Steuernews 13/21

[1] Wie in kösdi 2021, 22302, Report Nr. 309 und 310, berichtet, hat der Bundesrat sämtlichen vom Bundestag verabschiedeten Steuergesetzen und Gesetzen mit steuerlichem Bezug zugestimmt. Bereits verkündet sind das Gesetz zur Modernisierung des Körperschaftsteuerrechts v. 25.6.2021, BGBl. 2021 I, 2050, das Gesetz zur Umsetzung der Anti-Steuervermeidungsrichtlinie (ATAD-Umsetzungsgesetz – ATADUmsG) v. 25.6.2021, BGBl. 2021 I, 2036, das Gesetz zur Abwehr von Steuervermeidung und unfairem Steuerwettbewerb und zur Änderung weiterer Gesetze v. 25.6.2021, BGBl. 2021 I, 2056, das Gesetz zur Modernisierung des notariellen Berufsrechts und zur Änderung weiterer Vorschriften v. 25.6.2021, BGBl. 2021, I, 2154, und Verordnung zur Neufassung der Anlagen 27 bis 33 des Bewertungsgesetzes v. 8.7.2021, BGBl. 2021 I, 2290. [kk]

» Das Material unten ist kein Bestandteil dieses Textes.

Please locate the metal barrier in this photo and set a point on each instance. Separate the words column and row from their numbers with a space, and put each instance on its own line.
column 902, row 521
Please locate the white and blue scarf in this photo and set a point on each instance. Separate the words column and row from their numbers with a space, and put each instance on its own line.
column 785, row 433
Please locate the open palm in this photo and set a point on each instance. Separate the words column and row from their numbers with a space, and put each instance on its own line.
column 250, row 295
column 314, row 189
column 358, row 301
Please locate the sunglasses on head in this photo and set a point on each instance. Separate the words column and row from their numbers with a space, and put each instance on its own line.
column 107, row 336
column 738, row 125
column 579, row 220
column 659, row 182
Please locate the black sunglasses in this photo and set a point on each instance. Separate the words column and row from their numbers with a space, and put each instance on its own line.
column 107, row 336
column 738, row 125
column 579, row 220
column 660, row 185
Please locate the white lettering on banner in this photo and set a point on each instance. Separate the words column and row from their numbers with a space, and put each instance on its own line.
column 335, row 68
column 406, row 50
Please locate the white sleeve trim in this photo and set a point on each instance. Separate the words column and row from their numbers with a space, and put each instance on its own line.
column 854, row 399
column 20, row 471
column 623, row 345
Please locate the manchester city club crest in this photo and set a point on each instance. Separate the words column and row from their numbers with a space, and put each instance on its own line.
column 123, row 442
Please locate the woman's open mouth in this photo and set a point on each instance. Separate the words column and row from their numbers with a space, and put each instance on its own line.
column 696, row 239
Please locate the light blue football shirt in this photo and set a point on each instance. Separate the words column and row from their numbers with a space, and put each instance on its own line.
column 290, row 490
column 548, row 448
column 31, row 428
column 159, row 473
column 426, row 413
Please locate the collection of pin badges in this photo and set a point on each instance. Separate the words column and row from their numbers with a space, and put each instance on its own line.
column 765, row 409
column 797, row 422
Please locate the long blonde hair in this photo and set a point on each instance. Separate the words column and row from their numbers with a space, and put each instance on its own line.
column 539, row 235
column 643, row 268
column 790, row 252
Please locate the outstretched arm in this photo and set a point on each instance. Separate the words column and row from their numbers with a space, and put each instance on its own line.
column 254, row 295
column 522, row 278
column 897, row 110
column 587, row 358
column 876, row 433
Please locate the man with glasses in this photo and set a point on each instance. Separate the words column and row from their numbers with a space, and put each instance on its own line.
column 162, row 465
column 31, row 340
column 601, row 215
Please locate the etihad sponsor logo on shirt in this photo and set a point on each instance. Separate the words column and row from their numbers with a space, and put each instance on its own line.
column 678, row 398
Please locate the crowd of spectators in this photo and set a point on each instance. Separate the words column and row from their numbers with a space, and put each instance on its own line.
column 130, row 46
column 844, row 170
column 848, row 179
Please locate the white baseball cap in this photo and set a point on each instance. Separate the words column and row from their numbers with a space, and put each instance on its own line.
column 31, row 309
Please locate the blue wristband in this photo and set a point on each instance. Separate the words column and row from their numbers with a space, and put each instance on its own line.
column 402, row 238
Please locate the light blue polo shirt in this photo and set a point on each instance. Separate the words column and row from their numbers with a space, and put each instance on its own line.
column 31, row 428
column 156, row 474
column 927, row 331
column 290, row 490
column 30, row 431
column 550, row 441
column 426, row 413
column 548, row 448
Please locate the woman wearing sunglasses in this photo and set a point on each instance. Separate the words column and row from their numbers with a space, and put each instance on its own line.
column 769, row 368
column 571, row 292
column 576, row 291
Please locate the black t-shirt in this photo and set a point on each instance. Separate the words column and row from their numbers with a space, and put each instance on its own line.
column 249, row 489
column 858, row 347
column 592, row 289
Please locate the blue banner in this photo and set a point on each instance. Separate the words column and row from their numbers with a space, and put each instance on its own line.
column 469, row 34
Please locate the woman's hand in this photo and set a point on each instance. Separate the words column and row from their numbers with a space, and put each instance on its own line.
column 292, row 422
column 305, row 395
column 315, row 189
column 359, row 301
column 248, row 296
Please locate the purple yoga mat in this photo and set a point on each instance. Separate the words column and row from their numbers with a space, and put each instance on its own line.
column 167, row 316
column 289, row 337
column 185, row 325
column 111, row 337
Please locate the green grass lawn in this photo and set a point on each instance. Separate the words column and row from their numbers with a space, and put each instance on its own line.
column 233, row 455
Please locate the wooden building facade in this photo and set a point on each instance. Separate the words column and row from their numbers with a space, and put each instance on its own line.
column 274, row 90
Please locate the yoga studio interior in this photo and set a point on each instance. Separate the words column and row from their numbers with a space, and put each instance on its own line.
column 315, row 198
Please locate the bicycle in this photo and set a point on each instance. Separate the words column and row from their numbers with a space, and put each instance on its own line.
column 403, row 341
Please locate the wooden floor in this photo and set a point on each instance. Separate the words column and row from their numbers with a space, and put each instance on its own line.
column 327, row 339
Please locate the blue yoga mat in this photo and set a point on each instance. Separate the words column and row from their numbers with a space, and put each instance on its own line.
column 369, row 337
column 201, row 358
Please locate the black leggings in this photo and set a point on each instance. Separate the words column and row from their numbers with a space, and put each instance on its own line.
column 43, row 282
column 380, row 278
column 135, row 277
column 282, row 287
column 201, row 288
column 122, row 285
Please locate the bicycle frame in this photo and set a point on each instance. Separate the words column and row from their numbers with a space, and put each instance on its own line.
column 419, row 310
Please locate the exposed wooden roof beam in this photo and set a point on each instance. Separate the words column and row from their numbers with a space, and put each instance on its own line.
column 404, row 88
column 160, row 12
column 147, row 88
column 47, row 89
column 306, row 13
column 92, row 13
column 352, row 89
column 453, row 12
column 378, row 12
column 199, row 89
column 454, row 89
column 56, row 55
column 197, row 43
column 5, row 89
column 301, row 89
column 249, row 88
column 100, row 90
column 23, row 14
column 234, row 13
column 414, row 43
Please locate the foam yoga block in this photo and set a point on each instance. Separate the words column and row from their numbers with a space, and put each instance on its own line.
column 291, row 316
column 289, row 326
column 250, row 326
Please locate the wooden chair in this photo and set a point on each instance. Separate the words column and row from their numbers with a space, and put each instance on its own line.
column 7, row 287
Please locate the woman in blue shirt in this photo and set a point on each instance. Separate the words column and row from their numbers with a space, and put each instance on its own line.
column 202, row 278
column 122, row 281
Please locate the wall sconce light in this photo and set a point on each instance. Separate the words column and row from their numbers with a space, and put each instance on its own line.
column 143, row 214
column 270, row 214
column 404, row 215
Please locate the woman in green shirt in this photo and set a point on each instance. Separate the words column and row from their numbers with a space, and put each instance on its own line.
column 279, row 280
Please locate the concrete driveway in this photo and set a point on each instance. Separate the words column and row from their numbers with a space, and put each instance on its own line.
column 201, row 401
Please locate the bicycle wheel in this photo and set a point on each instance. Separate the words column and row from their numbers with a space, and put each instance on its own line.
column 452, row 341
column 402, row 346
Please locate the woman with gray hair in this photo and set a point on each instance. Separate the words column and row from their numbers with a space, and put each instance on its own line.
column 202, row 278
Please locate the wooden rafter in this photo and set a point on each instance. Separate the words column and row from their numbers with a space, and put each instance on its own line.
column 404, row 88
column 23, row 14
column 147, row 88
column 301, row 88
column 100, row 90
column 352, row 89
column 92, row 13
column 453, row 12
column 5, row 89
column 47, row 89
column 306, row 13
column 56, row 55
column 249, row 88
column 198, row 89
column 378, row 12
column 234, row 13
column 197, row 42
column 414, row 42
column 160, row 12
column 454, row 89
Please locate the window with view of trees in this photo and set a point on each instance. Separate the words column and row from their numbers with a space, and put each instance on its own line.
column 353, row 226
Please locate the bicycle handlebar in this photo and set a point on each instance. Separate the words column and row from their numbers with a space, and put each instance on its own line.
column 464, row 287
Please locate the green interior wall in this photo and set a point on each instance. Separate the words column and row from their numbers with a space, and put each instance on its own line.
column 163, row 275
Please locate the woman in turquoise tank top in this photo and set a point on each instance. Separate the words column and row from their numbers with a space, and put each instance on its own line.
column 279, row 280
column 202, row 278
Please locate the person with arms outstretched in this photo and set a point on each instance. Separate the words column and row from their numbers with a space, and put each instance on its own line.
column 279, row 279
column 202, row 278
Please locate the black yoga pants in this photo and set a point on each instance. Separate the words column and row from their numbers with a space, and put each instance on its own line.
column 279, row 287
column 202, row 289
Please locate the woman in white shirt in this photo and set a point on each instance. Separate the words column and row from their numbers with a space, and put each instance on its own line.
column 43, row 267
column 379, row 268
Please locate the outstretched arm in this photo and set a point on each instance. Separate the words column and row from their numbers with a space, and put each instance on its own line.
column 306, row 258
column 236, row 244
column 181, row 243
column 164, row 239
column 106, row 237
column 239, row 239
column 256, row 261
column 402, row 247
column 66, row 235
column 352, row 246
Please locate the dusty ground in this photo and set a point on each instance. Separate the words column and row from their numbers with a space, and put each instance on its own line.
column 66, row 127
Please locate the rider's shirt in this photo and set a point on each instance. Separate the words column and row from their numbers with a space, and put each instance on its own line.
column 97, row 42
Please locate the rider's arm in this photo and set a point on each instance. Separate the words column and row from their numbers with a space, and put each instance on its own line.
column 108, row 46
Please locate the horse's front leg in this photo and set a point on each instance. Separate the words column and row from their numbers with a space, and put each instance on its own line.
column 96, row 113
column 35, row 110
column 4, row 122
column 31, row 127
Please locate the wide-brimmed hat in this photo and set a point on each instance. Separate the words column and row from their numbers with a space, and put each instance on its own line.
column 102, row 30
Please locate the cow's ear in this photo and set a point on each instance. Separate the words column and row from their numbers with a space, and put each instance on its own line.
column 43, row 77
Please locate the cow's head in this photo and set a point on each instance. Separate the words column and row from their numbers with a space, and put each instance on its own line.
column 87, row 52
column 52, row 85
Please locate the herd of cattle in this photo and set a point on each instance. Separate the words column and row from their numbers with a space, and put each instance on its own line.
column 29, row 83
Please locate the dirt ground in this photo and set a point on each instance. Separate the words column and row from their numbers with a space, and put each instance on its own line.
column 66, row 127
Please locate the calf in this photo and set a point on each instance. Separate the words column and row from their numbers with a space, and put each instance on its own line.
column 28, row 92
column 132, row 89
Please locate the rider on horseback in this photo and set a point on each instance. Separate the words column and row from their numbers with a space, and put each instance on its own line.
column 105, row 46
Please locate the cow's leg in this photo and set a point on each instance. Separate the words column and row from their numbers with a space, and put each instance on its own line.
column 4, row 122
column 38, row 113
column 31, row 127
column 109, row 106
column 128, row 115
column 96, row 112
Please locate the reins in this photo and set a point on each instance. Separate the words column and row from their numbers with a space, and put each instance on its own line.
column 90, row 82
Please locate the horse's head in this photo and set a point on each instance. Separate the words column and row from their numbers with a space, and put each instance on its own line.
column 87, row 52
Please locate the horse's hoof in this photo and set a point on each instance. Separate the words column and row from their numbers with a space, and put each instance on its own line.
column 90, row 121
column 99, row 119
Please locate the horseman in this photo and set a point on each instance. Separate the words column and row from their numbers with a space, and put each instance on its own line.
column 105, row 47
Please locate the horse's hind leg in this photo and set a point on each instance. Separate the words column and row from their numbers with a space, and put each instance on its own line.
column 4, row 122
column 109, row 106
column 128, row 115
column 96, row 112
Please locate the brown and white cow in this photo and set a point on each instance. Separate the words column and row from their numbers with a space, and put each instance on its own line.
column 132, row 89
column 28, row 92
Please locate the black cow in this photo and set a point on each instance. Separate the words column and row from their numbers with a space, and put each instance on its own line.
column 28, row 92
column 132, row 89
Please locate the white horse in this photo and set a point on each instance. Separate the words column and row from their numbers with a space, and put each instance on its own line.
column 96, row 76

[2] Mit dem Gesetz zur Verlängerung des erhöhten Lohnsteuereinbehalts in der Seeschifffahrt v. 12.5.2021, BGBl. 2021 I, 989, wurde der 100 %ige Lohnsteuereinbehalt um 72 Monate verlängert. Das Gesetz findet nach der Genehmigung durch die Europäische Kommission v. 22.6.2021 erstmals für den Lohnzahlungszeitraum Juni 2021 und auf ab dem 1.6.2021 zufließende sonstige Bezüge Anwendung. Auf Veranlassung der Europäischen Kommission ist das Gesetz jedoch dahingehend geändert worden, dass die betroffenen Handelsschiffe in ein Seeschiffsregister eines EU-Mitgliedstaats oder eines EWR-Staats eingetragen sein müssen (bisher: in ein deutsches Schiffsregister), Bekanntmachung v. 29.6.2021, BGBl. 2021 I, 2047. [kk]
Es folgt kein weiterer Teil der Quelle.